For Builders — Matthew

00 — The Meta-Story

Who Built This

Matthew is a technology leader who manages engineering teams at a SaaS company. He started this platform on February 22, 2026. Today it runs 62 Lambdas, 121 MCP tools, a 72-page website, and a CI/CD pipeline. How? Every single conversation was with Claude.

This is what happens when a domain expert — someone who knows their health data, their goals, and their constraints — pairs with an AI that can write production code. The human sets the architecture. The AI writes the implementation. The human reviews the output. The AI iterates. Zero Stack Overflow.

00b — The Partnership

What Claude Did vs. What Matt Did

Claude wrote

Every Lambda function (62 and counting)
The full CDK infrastructure (8 stacks)
The observatory CSS design system
The MCP tool registry (121 tools)
The correlation engine
All 68 site pages

Matt defined

Every architecture decision (45 ADRs)
The editorial design language
The data model and source priorities
The Board of Directors system (34 personas)
The Henning Brandt evidence standard
What questions to ask the data

01 — Audience

Who This Is For

You're a developer, hobbyist, or technical leader who wants to build a personal data system — health tracking, quantified self, home automation, or any domain where you're collecting data from multiple sources and want AI to reason about it. You don't need a team. You don't need a budget. You need a pattern.

This page documents the architectural pattern I followed: what I chose, what I avoided, what broke, and what I'd do differently if I started over tomorrow.

02 — Architecture decisions

What I Chose (and What I Didn't)

Every decision here was optimized for a single operator. No team coordination overhead, no multi-tenant complexity, no premature abstraction. The philosophy: the simplest thing that works, run by one person, at near-zero cost.

// chose

DynamoDB single-table, no GSIs

One table. PK = USER#matthew#SOURCE#{source}, SK = DATE#YYYY-MM-DD. Every query is a known key pattern. No GSIs means no extra cost and no index propagation lag.

// trade-off: ad-hoc queries are impossible. You must know your access patterns upfront. For N=1 data, you always do.

// avoided

PostgreSQL / RDS

RDS starts at ~$15/month even for the smallest instance, runs 24/7, and requires patching. For write-once-read-many time-series health data, it's overkill. DynamoDB on-demand: $0.48/month.

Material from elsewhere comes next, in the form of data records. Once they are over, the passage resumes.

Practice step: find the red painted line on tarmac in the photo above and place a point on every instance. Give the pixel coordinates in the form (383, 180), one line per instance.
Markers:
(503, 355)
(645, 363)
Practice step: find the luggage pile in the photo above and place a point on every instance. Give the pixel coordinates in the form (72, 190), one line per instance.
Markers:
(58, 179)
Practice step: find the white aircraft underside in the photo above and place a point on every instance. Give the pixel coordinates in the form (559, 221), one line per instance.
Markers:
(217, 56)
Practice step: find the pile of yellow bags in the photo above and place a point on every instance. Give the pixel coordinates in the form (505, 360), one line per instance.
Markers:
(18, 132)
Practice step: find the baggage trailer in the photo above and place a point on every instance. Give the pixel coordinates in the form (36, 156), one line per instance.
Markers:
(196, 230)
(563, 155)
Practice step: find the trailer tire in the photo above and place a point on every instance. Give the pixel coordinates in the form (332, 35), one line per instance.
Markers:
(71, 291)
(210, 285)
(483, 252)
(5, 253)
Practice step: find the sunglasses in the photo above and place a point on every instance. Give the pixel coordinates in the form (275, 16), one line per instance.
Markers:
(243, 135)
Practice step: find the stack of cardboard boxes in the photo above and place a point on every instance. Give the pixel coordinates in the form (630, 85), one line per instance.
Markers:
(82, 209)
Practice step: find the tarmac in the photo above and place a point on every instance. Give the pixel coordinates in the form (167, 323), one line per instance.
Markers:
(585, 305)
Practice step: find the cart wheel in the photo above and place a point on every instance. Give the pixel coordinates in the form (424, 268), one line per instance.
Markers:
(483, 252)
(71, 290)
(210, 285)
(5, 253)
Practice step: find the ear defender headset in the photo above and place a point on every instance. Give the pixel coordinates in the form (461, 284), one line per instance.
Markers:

// would reconsider if: ad-hoc analytical queries became critical, or multi-user support was needed

// chose

Lambda + EventBridge (no containers)

Every function is event-driven. Ingestion runs on cron (06:45–11:00 AM PT). Compute runs in sequence. Zero idle cost. Cold starts are <2s and irrelevant for batch processing.

// trade-off: 15-min max timeout, no long-running jobs, package size limits. All manageable for this workload.

// avoided

ECS / Fargate / EC2

Always-on compute makes no sense for a system that runs ~100 invocations/day. Even the smallest Fargate task is ~$10/month. The platform's entire Lambda bill is $0.12/month.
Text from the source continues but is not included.